Thursday, August 20, 2009

a sfizi and a pisco sour

internet is still down, and this time i'm at a starbucks the size of a closet.

before i left boston, i worked at il casale, a brand new rustic italian restaurant in the boston suburb of belmont, which just a couple of years ago was still a dry town. we opened shop in the town's old firehouse, helmed by chef dante de magistris and his two brothers filippo and damian, and brought the town not only its first full bar, but with the success of his epynomous dante, the city chic approach to dining in a broken down, pretension-free and familial friendly package. so many of the dishes on dante's menu are replications and interpretations of what his nonna cooked for him and his brothers growing up. il casale itself means the farmhouse, or rural home. and to top the whole sentimental thing off, the boys grew up just around the corner. sort of too much just how perfect story is, right?

that's why when i saw this profile piece on the brothers and their father leon from the globe, i decided to share.

just after opening il casale, when buzz was building and every night we were on the lookout for the short, dark-haired type of a woman that could by any possible chance resemble the reaper of sorts who'd either seal the restaurant's fiscal fate like an angel or flatten it like a mythical giant—the globe's restaurant critic, devra first—leon's wife, and the woman the boys looked to like a saint, lost her battle with cancer and passed away. it was a crushing blow at such a pivotal time for the restaurant, and one couldn't help but wonder how in the world the boys would cope. there was an incredibly thick wave of sorrow that overcame the staff, a sense of what do we do now? so helpless, but wanting to help so badly—but it fast became apparent there was only one thing we could do. bear down and work our tails off. and suddenly the staff knew the menu inside and out, bottles of nebbiolo and wines from piemonte flew off the shelves, and the kitchen just worked it, plain and simple, like a perfected machine, in total unison.

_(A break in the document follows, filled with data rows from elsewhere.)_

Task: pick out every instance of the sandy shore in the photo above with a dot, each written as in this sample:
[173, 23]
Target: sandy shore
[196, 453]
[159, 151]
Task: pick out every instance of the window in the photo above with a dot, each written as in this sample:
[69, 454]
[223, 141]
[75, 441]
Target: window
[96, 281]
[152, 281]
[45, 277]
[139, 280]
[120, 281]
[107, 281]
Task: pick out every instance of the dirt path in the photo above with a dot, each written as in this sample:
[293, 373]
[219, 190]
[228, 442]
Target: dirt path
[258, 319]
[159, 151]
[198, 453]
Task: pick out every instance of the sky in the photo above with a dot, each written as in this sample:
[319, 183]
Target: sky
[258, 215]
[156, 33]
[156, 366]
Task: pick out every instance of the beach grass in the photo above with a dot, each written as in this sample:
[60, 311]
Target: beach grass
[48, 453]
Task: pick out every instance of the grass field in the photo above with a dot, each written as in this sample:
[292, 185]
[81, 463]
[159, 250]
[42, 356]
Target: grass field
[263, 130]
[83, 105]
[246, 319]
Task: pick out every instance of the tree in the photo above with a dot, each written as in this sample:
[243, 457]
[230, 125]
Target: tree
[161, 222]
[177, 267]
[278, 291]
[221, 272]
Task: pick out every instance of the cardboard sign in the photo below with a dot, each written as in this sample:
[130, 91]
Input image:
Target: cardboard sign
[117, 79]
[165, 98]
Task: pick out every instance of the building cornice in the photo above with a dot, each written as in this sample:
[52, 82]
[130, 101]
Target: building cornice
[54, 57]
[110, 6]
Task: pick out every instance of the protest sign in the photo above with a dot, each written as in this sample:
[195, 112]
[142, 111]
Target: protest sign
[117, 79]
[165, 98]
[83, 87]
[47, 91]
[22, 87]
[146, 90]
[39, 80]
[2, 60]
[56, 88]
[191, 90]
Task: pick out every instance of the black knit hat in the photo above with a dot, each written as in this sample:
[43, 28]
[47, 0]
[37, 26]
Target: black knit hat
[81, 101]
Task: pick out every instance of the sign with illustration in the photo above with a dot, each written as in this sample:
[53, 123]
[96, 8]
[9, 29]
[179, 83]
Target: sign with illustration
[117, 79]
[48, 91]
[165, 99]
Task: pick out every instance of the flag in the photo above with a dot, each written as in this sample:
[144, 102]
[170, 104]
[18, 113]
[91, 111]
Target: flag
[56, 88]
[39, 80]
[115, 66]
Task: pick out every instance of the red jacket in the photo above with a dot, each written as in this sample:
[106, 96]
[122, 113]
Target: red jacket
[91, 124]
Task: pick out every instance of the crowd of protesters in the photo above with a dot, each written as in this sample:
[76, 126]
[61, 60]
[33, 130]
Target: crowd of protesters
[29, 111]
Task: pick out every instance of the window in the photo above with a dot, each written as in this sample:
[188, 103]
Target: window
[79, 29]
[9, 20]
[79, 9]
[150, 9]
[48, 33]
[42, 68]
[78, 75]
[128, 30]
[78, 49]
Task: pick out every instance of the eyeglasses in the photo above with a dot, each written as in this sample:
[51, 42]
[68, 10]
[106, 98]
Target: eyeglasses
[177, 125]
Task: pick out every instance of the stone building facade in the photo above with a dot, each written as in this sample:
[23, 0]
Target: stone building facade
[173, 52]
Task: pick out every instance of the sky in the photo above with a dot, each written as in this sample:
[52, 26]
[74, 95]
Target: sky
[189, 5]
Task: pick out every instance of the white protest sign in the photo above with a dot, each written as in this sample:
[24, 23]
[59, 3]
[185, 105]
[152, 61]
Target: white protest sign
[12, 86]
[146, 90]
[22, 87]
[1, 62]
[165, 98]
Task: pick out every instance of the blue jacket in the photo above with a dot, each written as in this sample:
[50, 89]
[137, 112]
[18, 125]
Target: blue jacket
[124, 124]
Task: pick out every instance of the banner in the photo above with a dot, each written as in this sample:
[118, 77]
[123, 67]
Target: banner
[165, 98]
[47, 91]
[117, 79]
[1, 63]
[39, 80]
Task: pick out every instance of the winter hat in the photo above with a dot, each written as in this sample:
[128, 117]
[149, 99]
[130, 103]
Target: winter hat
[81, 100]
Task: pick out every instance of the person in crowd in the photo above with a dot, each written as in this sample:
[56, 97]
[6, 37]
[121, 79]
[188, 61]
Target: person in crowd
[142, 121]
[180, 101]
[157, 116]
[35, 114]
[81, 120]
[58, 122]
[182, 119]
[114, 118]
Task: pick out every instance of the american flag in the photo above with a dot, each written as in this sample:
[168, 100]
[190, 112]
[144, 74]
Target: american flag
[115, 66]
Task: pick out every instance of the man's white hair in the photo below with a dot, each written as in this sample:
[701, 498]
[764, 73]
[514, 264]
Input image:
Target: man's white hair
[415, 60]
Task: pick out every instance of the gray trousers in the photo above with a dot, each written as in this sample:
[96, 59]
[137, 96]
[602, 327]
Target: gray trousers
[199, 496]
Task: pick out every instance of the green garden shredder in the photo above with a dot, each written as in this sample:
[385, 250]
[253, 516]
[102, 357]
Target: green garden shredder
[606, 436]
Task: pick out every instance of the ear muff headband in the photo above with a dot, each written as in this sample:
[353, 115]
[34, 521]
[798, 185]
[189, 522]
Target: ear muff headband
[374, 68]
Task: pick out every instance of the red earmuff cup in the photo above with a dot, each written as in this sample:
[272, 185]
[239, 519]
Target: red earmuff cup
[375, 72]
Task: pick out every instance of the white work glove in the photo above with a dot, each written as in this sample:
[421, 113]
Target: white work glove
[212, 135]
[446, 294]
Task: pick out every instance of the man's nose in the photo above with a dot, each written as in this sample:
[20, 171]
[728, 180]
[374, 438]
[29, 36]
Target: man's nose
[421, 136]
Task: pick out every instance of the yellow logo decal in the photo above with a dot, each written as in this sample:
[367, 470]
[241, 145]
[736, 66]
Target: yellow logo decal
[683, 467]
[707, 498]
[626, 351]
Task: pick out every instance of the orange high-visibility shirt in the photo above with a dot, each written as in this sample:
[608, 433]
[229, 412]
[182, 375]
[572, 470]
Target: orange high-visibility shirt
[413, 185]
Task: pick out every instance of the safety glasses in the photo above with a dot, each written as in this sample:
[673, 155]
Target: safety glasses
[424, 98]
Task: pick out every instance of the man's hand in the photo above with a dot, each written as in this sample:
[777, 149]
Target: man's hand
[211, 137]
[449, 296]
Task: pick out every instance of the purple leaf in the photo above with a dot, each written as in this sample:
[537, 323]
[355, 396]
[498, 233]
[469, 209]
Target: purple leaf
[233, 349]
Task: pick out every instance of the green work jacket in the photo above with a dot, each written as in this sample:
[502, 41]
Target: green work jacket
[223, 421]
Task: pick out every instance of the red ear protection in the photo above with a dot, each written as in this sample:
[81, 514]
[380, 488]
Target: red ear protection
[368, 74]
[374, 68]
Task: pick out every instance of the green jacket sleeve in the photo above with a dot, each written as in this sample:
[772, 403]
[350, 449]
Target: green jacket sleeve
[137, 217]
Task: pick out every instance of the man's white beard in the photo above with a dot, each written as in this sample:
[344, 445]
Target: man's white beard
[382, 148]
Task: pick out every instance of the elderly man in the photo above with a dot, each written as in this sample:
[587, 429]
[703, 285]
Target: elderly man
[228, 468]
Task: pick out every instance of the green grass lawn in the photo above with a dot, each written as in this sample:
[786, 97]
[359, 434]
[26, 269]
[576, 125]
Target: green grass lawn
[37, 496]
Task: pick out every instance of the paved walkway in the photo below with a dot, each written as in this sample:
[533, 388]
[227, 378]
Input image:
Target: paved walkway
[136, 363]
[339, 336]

i left for chicago soon after and one week into the move, had a message from the staff. my heart dropped, because i knew it only could have been one thing. dante was aiming for a three star review and i just had this sick, stomach-churning feeling they'd fallen well below the mark. but then i signed on to the globe's website and saw, below a picture of dante's fritto misto and the words "devra first," three and a half yellow pointed stars.

the review was titled "just like nonna used to make," and it sort of summed everything up perfectly. life works in the funniest ways. i'd never go as far to say that it was grace's passing that lifted the restaurant to a whole new level, high enough to earn devra first's highest ever rating with the exception of one other restaurant, but it's no stretch to say that somewhere, somehow, an angel was certainly watching over that old firehouse on leonard street.